Имеющиеся материалы позволяют высказать следующее мнение о временной и причинной последовательности событий позднего плейстоцена. На фоне активизации горообразования, тектоники и океанизации в позднем кайнозое, обусловленной в основном процессами в глубинных слоях Земли, развивается очередная регрессия океана, а базис эрозии снижается за 130-140 м.
Это приводит к увеличению площади материков за счет частичного осушения шельфов, активизации и углублению эрозионного вреза, нарастанию континентальности климата, вызывает изменение соотношения площадей плакоров и гидросистем, местами некоторое увеличение массы горно-долинных ледников и, особенно, распространение подземного оледенения в наиболее северных и континентальных районах. Такова последовательность и причинная обусловленность событий на регрессивной стадии, а не наоборот.

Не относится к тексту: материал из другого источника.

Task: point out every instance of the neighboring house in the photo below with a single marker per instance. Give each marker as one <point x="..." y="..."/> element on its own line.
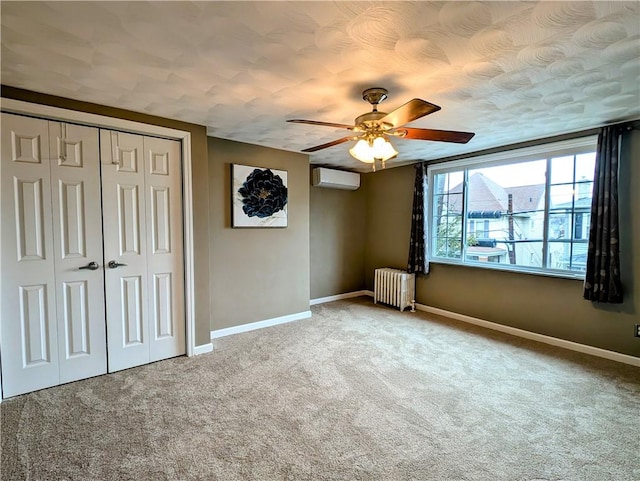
<point x="504" y="224"/>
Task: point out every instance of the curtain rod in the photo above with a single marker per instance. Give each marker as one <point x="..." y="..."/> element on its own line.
<point x="628" y="125"/>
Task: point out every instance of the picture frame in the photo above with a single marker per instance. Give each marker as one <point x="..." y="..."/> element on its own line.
<point x="259" y="197"/>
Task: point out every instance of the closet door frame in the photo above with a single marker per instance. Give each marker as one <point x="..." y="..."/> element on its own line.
<point x="94" y="120"/>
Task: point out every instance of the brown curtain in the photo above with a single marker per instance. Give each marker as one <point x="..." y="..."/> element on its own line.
<point x="602" y="280"/>
<point x="418" y="262"/>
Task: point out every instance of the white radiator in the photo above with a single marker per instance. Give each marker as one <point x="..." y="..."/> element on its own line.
<point x="394" y="287"/>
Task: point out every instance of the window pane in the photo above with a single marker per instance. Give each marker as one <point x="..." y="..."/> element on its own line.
<point x="567" y="256"/>
<point x="559" y="225"/>
<point x="584" y="193"/>
<point x="562" y="170"/>
<point x="505" y="216"/>
<point x="449" y="182"/>
<point x="561" y="197"/>
<point x="585" y="166"/>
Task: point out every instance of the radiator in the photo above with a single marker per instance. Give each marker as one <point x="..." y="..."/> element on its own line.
<point x="394" y="287"/>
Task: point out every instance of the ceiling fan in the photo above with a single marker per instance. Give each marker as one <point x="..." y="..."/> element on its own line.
<point x="373" y="129"/>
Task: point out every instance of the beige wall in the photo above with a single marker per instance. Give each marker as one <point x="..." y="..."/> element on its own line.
<point x="200" y="186"/>
<point x="263" y="273"/>
<point x="545" y="305"/>
<point x="337" y="233"/>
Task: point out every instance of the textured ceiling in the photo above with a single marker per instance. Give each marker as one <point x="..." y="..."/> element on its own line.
<point x="508" y="71"/>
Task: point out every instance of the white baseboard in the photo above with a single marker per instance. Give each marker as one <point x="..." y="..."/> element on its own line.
<point x="203" y="349"/>
<point x="554" y="341"/>
<point x="338" y="297"/>
<point x="259" y="324"/>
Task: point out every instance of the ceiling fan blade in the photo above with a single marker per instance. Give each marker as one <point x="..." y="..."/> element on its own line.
<point x="436" y="135"/>
<point x="317" y="122"/>
<point x="412" y="110"/>
<point x="329" y="144"/>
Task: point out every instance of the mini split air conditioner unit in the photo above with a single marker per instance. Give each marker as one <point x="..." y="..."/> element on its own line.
<point x="335" y="179"/>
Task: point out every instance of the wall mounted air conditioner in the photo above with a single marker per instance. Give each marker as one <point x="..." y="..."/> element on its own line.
<point x="335" y="179"/>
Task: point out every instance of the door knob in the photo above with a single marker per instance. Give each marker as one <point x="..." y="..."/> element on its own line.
<point x="92" y="266"/>
<point x="114" y="264"/>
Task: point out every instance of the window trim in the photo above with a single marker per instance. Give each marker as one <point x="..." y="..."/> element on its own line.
<point x="543" y="151"/>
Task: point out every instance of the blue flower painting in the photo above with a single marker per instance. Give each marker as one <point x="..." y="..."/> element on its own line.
<point x="260" y="197"/>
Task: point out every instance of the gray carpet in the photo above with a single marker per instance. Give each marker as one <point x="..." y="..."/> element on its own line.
<point x="357" y="392"/>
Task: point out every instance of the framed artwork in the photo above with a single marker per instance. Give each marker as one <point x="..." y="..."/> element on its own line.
<point x="259" y="197"/>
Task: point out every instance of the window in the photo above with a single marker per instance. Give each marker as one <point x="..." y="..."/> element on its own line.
<point x="526" y="210"/>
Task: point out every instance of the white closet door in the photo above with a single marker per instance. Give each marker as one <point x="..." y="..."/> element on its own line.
<point x="77" y="241"/>
<point x="142" y="218"/>
<point x="125" y="249"/>
<point x="29" y="333"/>
<point x="53" y="327"/>
<point x="165" y="260"/>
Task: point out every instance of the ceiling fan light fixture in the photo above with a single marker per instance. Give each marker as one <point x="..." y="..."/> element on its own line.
<point x="362" y="151"/>
<point x="369" y="151"/>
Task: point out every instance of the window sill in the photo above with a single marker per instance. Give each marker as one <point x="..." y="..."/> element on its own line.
<point x="504" y="268"/>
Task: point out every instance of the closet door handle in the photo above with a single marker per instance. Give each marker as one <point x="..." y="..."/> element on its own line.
<point x="115" y="265"/>
<point x="92" y="266"/>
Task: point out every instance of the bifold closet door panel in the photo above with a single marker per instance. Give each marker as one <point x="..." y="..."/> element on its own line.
<point x="165" y="259"/>
<point x="125" y="249"/>
<point x="29" y="330"/>
<point x="53" y="328"/>
<point x="77" y="242"/>
<point x="142" y="216"/>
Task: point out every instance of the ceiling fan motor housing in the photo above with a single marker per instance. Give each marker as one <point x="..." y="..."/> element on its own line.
<point x="375" y="95"/>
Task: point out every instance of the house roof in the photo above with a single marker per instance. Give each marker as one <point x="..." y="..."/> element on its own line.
<point x="486" y="195"/>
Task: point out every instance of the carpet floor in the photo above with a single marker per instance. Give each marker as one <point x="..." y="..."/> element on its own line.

На трансгрессивной стадии последних примерно 20 тыс. лет события развивались вспять, но в пять раз быстрее: площади материков сокращались, климат становился мягче и менее контрастным, преобладающими в развитии рельефа на огромных территориях становились процессы аккумуляции. Биогеографические события-последствия этих перемен происходили не в столь широких масштабах и не так стремительно, как это представлялось еще совсем недавно.
Примечания:
1. Эрратическая галька, валуны – породы, перенесенные ледником на большие расстояния и состоящие из материала, отсутствующего в местах их нахождения.
2. Лёсс – неслоистая, однородная, тонкозернистая, пористая, известковая, осадочная, пылевая (преобладают частицы размером 0.01-0.05 мм) горная порода. Залегает в виде покровов мощностью от нескольких до 200 м в степных и полустепных районах Евразии и Америки.
Анонс:
Согласно официальной ледниковой теории, ледниковые покровы толщиной до 3-4 км мертвящим саваном погребали под собой цветущие равнины Северной Евразии и Северной Америки. Наличие такого сплошного ледникового покрова полностью исключает возможность существования в этих районах каких бы то ни было очагов древних человеческих культур. При этом всегда оставались ученые, относившиеся к ледниковой концепции с крайним скептицизмом. Один из них, Василий Григорьевич Чувардинский, геолог из кольского филиала Российской Академии Наук – радикальный противник официальной теории континентальных четвертичных оледенений. Его работы во многом перекликаются с эпическим 4-х томным трудом легендарного киевского зоолога Ивана Григорьевича Пидопличко «О ледниковом периоде». В этой фундаментальной работе, опубликованной в 40-х, 50-х годах прошлого века, на основании зоологических и палеоботанических данных Пидопличко отрицал покровное оледенение Европы и Западной Сибири.